Semaine 50/18 – Suisse – Provision fiscale pour une créance compensatoire pénale ; principe de la déterminance

Une société peut-elle, en cours de procédure de taxation (c’est-à-dire avant que la décision n’entre en force), créer une provision, fiscalement déductible, pour une créance compensatoire au sens de l’article 71 CP dont elle a été rendue codébitrice en raison de corruption active d’agents publics suisses selon l’article 322ter CP, commise par son fondateur et membre du conseil d’administration ? Cette question est au centre de l’arrêt C_102/2018 que le Tribunal fédéral a rendu le 15 novembre.

Il a d’abord jugé qu’une telle provision peut être constituée pour cette créance de l’Etat, à la différence de celles résultant d’amendes, et cela d’autant plus que la charge encourue est en relation avec des revenus réalisés.

À la question de savoir si une telle provision pouvait être incluse en 2016, alors que la cause en remontait à 2009, le tribunal a répondu par l’affirmative en rappelant que les corrections du bilan peuvent être effectuées, sans porter atteinte au principe de la déterminance, aussi longtemps que la taxation n’est pas entrée en force, ce qui était le cas d’espèce.

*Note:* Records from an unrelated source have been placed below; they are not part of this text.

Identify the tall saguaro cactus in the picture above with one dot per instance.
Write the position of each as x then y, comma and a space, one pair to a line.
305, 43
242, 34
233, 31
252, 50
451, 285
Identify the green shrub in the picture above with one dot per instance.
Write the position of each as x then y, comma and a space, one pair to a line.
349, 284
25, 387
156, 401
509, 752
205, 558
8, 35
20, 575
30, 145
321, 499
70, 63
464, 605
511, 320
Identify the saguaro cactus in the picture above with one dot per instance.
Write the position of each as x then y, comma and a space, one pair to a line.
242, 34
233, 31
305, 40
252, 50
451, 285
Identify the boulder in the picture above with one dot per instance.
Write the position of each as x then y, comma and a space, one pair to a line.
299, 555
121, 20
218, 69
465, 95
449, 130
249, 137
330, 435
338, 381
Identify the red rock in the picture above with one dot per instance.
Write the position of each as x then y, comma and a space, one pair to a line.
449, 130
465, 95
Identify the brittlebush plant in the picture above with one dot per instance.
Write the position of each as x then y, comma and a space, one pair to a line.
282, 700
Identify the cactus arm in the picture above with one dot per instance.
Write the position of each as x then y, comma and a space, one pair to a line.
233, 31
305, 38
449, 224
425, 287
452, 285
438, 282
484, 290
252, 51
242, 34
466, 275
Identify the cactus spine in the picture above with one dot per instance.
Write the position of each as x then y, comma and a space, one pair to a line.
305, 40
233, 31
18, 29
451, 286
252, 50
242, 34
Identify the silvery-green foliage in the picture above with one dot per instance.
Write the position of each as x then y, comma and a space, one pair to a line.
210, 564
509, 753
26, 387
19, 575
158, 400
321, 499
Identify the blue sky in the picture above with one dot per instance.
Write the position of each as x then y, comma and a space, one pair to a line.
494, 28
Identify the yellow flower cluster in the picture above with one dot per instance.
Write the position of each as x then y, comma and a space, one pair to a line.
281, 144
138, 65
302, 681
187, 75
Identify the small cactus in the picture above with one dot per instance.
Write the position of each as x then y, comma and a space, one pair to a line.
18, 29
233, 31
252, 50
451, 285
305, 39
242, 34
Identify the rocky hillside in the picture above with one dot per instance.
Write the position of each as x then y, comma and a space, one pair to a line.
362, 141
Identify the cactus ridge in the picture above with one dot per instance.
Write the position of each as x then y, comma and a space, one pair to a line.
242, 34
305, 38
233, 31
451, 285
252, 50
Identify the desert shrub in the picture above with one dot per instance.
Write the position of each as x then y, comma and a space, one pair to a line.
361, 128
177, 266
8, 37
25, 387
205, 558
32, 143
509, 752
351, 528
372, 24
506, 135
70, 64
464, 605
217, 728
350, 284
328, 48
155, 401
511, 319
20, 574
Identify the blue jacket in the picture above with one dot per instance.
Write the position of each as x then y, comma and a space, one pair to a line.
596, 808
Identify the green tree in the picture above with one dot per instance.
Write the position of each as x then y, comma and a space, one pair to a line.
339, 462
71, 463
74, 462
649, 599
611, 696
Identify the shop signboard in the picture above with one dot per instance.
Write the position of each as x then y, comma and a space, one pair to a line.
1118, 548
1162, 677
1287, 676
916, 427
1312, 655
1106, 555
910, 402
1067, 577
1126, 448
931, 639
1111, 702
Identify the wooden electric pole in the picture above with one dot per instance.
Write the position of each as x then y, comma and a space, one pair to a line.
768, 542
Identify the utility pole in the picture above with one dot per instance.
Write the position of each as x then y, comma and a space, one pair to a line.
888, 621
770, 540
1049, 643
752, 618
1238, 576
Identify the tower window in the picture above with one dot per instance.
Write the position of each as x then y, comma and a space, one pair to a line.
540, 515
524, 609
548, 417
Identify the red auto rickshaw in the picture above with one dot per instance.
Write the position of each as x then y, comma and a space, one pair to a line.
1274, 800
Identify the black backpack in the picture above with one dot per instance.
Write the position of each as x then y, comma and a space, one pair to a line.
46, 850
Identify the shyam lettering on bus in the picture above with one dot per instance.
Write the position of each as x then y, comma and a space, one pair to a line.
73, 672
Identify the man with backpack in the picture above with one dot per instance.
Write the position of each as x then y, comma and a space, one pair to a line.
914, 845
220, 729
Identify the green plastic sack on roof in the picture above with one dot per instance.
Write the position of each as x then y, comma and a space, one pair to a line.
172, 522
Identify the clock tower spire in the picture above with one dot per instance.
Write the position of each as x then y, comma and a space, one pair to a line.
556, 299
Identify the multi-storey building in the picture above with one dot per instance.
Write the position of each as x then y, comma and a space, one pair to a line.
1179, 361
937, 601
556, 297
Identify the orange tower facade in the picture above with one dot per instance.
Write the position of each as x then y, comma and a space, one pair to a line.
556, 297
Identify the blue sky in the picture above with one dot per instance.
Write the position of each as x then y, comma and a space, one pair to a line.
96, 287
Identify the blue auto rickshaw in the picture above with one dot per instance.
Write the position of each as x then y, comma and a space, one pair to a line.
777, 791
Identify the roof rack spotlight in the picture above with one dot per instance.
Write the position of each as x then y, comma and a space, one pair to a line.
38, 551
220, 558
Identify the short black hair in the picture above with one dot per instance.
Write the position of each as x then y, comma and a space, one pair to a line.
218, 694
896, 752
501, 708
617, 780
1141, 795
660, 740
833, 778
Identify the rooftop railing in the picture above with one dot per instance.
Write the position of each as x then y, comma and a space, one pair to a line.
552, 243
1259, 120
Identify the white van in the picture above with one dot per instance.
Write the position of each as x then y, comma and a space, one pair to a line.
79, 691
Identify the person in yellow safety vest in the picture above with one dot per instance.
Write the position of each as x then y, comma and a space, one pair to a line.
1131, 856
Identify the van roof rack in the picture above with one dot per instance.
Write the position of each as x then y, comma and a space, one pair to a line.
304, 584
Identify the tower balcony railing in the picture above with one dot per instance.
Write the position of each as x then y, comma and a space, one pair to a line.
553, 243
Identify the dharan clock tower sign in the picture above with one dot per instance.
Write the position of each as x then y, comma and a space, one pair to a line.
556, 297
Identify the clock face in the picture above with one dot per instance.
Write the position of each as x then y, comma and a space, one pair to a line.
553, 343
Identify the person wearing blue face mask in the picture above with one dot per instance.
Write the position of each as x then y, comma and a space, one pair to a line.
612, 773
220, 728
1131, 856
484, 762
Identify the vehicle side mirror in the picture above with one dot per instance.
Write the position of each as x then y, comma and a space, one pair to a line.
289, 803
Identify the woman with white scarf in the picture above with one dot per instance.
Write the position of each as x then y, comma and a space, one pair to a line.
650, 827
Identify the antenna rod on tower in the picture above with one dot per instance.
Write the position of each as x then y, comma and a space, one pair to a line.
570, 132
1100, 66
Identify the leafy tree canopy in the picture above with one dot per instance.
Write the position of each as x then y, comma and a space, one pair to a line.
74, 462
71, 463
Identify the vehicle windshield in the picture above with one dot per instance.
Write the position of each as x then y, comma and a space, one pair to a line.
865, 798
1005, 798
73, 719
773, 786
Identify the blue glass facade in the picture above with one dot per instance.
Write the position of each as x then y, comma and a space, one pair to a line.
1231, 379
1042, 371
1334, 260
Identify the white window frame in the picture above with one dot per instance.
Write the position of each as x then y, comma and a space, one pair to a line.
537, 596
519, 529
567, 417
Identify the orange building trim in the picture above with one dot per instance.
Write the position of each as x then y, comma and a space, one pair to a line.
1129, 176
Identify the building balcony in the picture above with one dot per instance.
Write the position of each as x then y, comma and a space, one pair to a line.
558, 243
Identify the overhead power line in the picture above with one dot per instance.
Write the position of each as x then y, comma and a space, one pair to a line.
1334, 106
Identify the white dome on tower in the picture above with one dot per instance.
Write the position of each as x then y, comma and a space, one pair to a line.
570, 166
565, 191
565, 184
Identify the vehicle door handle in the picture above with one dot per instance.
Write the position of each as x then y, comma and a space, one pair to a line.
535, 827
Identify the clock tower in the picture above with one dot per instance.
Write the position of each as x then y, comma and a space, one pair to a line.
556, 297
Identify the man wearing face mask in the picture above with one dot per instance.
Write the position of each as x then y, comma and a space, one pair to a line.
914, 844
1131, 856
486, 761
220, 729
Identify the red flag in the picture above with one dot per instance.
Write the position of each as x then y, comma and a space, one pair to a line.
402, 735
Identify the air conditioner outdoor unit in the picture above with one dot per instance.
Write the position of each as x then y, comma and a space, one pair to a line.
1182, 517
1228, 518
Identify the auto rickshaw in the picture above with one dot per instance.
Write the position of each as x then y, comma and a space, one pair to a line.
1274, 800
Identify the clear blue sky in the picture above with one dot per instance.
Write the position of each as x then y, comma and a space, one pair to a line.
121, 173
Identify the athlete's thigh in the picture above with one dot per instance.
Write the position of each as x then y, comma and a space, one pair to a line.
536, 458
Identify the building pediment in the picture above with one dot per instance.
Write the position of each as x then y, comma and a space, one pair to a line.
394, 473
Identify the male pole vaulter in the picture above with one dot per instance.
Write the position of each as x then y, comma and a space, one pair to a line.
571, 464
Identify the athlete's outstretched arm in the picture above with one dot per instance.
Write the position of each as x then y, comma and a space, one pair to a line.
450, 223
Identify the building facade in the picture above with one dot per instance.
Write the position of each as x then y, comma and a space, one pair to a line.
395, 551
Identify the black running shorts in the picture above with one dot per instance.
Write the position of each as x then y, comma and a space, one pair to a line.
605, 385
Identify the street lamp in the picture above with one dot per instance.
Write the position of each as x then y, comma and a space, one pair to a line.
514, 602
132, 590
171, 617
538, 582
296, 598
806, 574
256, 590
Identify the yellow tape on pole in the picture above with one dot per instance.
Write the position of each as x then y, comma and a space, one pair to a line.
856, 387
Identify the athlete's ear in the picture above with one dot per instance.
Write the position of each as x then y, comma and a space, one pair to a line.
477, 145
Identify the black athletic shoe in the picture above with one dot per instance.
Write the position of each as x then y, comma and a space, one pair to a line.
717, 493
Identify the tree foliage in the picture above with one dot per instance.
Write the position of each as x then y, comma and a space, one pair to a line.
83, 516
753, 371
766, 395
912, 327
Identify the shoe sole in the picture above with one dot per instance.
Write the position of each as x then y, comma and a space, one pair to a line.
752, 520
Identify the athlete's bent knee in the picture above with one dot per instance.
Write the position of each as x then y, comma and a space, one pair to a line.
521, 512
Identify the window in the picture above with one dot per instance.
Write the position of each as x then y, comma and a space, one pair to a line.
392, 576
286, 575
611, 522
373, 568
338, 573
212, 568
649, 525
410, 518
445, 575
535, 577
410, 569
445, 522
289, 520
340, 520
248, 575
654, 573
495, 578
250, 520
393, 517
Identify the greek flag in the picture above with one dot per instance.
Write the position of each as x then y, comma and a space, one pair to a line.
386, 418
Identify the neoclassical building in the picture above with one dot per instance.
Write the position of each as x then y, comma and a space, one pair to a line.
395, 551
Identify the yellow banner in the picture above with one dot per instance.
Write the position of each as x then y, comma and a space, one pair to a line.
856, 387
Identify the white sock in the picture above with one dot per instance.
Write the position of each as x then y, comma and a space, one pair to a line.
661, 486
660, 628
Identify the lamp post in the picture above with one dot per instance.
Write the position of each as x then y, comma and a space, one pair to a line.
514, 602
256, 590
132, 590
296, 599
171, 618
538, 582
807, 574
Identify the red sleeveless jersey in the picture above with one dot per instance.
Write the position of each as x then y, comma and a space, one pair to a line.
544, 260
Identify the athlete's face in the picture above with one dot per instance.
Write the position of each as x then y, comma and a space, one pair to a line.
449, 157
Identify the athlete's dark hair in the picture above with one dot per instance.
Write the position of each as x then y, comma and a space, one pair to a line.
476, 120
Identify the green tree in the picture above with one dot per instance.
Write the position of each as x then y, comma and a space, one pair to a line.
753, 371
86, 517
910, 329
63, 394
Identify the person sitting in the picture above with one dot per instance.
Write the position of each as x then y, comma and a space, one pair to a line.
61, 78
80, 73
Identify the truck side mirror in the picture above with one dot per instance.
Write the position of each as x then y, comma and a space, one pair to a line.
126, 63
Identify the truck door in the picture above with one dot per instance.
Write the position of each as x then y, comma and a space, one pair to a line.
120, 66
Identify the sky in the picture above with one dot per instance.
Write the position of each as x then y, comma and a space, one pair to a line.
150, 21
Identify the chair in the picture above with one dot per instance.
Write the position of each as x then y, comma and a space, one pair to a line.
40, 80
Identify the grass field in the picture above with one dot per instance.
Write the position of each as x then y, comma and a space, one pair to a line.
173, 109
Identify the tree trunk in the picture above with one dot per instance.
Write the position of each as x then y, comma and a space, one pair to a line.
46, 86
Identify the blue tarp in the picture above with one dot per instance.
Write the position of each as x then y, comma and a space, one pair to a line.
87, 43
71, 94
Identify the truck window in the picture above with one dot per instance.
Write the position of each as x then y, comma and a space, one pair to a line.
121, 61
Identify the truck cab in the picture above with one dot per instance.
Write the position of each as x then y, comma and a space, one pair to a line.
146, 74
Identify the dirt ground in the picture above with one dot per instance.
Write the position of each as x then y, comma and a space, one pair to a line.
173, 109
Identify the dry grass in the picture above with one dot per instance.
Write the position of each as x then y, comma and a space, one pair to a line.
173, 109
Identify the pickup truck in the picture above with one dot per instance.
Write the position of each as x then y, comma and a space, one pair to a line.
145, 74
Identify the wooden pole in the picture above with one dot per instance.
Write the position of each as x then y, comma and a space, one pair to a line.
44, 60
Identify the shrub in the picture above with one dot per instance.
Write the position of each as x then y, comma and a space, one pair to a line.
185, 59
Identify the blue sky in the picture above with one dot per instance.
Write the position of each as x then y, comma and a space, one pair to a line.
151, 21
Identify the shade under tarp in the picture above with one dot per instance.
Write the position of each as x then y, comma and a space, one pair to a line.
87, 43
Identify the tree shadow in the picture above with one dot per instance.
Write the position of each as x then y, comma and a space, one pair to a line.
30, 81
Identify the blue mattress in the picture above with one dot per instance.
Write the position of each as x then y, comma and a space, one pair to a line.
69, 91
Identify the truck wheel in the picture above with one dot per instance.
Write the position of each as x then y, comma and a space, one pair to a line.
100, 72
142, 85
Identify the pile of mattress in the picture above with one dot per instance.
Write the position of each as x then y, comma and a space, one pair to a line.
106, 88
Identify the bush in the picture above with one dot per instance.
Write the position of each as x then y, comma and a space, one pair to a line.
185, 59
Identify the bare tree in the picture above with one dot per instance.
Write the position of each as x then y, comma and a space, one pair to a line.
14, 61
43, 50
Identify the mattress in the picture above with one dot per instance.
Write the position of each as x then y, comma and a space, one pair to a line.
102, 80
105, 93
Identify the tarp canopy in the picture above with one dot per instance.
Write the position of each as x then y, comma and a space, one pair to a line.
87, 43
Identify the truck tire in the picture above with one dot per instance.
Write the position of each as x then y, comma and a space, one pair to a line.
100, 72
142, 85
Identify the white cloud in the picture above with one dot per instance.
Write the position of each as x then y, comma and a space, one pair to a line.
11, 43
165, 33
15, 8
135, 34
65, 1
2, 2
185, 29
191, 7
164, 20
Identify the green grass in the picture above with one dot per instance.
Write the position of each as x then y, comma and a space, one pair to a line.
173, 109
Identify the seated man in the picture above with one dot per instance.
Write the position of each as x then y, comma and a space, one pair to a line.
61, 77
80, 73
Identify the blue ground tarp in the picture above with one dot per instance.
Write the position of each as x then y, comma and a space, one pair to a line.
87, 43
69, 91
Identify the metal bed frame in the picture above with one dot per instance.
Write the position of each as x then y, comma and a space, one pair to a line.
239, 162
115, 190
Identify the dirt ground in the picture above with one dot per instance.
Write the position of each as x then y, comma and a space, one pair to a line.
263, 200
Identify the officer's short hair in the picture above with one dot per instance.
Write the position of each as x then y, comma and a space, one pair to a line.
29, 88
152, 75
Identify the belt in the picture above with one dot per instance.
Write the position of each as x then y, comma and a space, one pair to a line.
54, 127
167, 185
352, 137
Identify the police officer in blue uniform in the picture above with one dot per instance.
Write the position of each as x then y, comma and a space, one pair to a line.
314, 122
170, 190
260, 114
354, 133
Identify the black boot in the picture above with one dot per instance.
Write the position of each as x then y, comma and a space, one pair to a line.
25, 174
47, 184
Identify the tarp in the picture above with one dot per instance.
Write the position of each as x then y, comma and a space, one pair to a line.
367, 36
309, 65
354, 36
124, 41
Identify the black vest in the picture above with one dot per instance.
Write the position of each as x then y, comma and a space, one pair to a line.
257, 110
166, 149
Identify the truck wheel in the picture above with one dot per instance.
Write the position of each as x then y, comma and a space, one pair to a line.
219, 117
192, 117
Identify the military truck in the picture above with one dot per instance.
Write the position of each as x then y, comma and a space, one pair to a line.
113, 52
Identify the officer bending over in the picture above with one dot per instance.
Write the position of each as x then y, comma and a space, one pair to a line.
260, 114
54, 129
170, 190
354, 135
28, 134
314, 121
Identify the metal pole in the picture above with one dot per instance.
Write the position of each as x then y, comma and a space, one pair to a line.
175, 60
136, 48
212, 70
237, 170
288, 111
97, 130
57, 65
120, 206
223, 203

Enfin, le tribunal a admis la totalité de la créance en provision quand bien même par la suite il y avait un espoir de la voir réduite.

Cela pour le droit matériel.

Au plan formel, le Tribunal fédéral a rappelé, une fois de plus, le champ de ses compétences, à savoir qu’il :

– applique librement le droit fédéral (interne, international et intercantonal), y compris la LHID lorsque les cantons ne disposent d’aucune latitude législative ou n’ont pas légiféré,

– ne peut revoir le droit cantonal, mais seulement statuer sur les atteintes éventuelles au droit fédéral par son application. À cet égard, il limite son examen à la violation des droits constitutionnels et en particulier de l’interdiction d’arbitraire.